In our study, the GG genotype of -2548 region had higher BMI and leptin than that of GA, especially AA, which was in line with other studies. Mammes et al (9) found that in the general population, the -2548 G allele was more common in obese population (BMI >27 kg/m2) than normal (BMI <27 kg/m2). Leptin G-2548A promoter polymorphism was also associated with increased plasma leptin level (21).

Meanwhile, at G-2548A promoter position 2 hr postprandial glucose, cholesterol, HOMA-IR value of AA genotype were lower, and the nPCR was higher than two other genotypes in our PD patients. Currently, there was no reference showedLEP gene polymorphism may associated with glucolipid metabolism in PD patients. Our finding may indicated AA genotype group has lower BMI and leptin, AA genotype may have certain protective effects including the lower degree of glucolipid metabolic disorders and the lower incidence of MS in PD patients However, G-2548A gene polymorphism may have no effect on patients’ prognosis.

In addition, we also found at position 19 in exon that BMI of AA genotype was higher than GA especially than GG genotype. Leptin level of AA genotype was similar with GAA and was higher than GG. These results demonstrated that A allele frequencies of LEP gene polymorphism at position 19 in exon was positively correlated with serum leptin as well as BMI, which was similar with Hager et al (6). A19G LEP polymorphism was also correlated with the change in fasting insulin (8). In particular, compared with two other genotypes, 2 hr postprandial glucose of AA genotype was the highest, and the serum albumin was the lowest. We considered that changes of these two indicators may be secondary processes: the increased leptin level induced the generation of IR, then the incidence of MS was increased, and so the disorders of glucose and lipid metabolism appeared, which finally led to worse nutritional status. The decreased nPCR and serum phosphorus values of AA genotype in the study also indicated the poor nutritional intake. Moreover, the Kaplan-Meier survival analysis showed that leptin A19G polymorphism, as a candidate SNP for several cancers and hypertension (5, 22), may be a prognostic risk factor for patients with poor prognosis. In our patient the poor survival rate may also relate to the low serum albumin levels in the AA genotype group.

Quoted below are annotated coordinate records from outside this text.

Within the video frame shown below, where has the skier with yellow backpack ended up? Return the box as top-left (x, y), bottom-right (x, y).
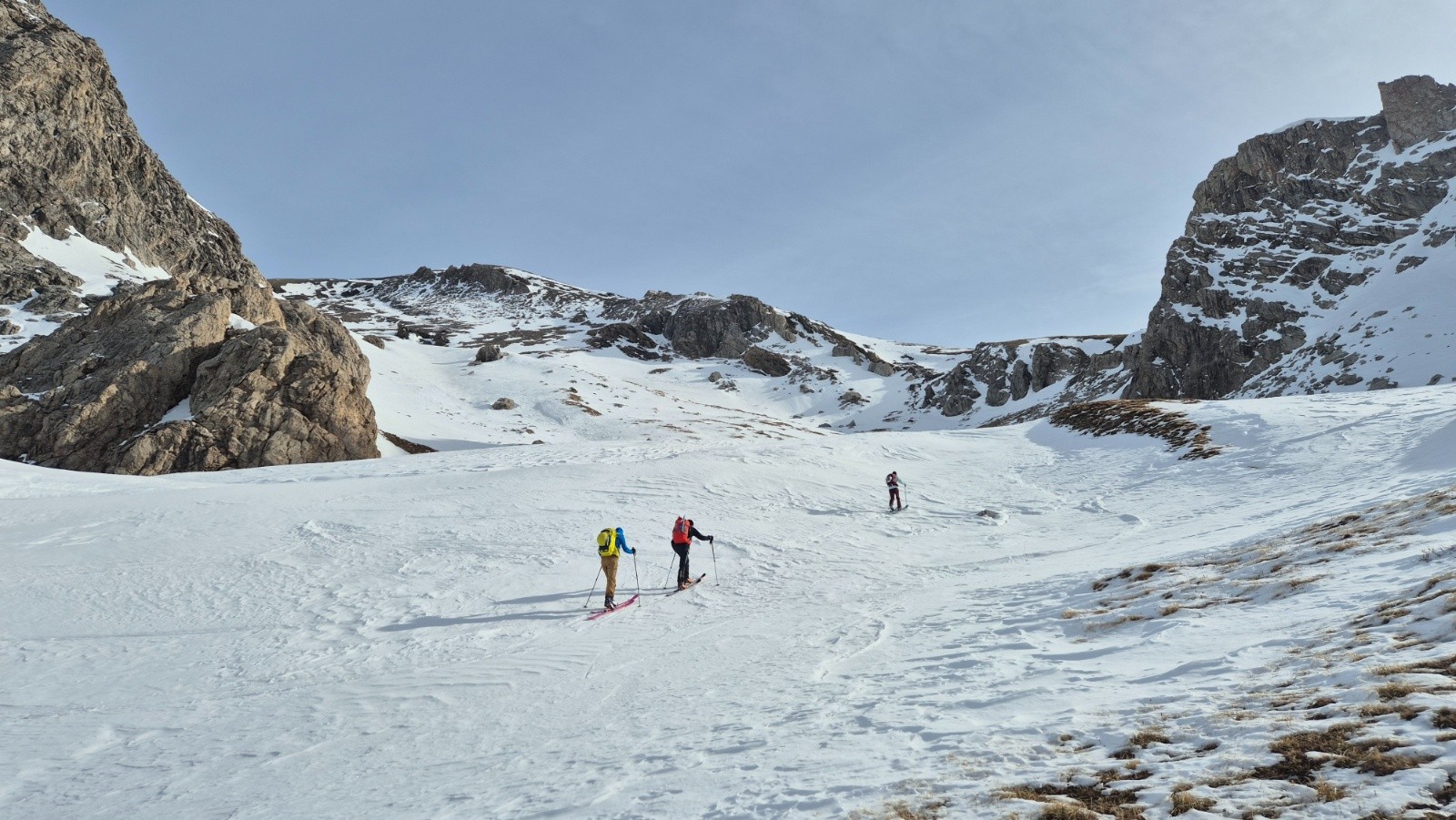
top-left (588, 527), bottom-right (642, 613)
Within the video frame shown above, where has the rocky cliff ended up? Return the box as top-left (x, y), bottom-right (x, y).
top-left (0, 0), bottom-right (379, 475)
top-left (1127, 77), bottom-right (1456, 399)
top-left (279, 77), bottom-right (1456, 430)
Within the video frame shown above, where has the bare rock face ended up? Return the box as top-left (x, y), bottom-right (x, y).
top-left (1380, 76), bottom-right (1456, 151)
top-left (639, 294), bottom-right (792, 359)
top-left (1124, 77), bottom-right (1456, 399)
top-left (922, 337), bottom-right (1138, 424)
top-left (743, 345), bottom-right (794, 377)
top-left (0, 0), bottom-right (379, 475)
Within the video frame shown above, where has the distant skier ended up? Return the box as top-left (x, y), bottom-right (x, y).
top-left (672, 516), bottom-right (713, 590)
top-left (597, 527), bottom-right (636, 609)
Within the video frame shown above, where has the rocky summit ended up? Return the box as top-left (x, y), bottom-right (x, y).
top-left (278, 76), bottom-right (1456, 442)
top-left (0, 0), bottom-right (1456, 475)
top-left (0, 0), bottom-right (379, 475)
top-left (1128, 77), bottom-right (1456, 399)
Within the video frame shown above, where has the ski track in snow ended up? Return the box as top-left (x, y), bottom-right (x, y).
top-left (0, 388), bottom-right (1456, 818)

Grouping comparison of -2548 and A19G genotype found that in DM and IR (H) groups, gene frequency of -2548 G allele in the promoter region and 19 A allele in exon was increased. This results may suggested that these two LEP gene polymorphisms have affected the leptin serum concentrations and also have participated in the IR, hyperleptinemia, and other pathophysiologic processes which may also explain some of the causes of poor prognosis in type 2 diabetic patients treated with PD. By contrast, patients with significantly increased frequencies of -2548 locus A allele and 19 G allele polymorphism had a maintained low level of serum leptin, which could tolerate a lot of intraperitoneal absorption of glucose, performed with the decreased incidence of IR, and then have a protective effect on patients.

Conclusion

-2548 in the promoter region and 19 in the exon region polymorphisms were correlated with serum leptin values and BMI in PD patients. Leptin A19G polymorphism may be an unfavorable prognostic factor in PD patients. Genetic polymorphisms may also participate in pathophysiologic process including IR, hyperleptin-emia, glucose metabolism disorders of PD patients. These results may providethe genetic polymorphism may help the early diagnosis of complications in PD patients. Undoubtedly, more experiments with larger sample size are still needed to validate these results.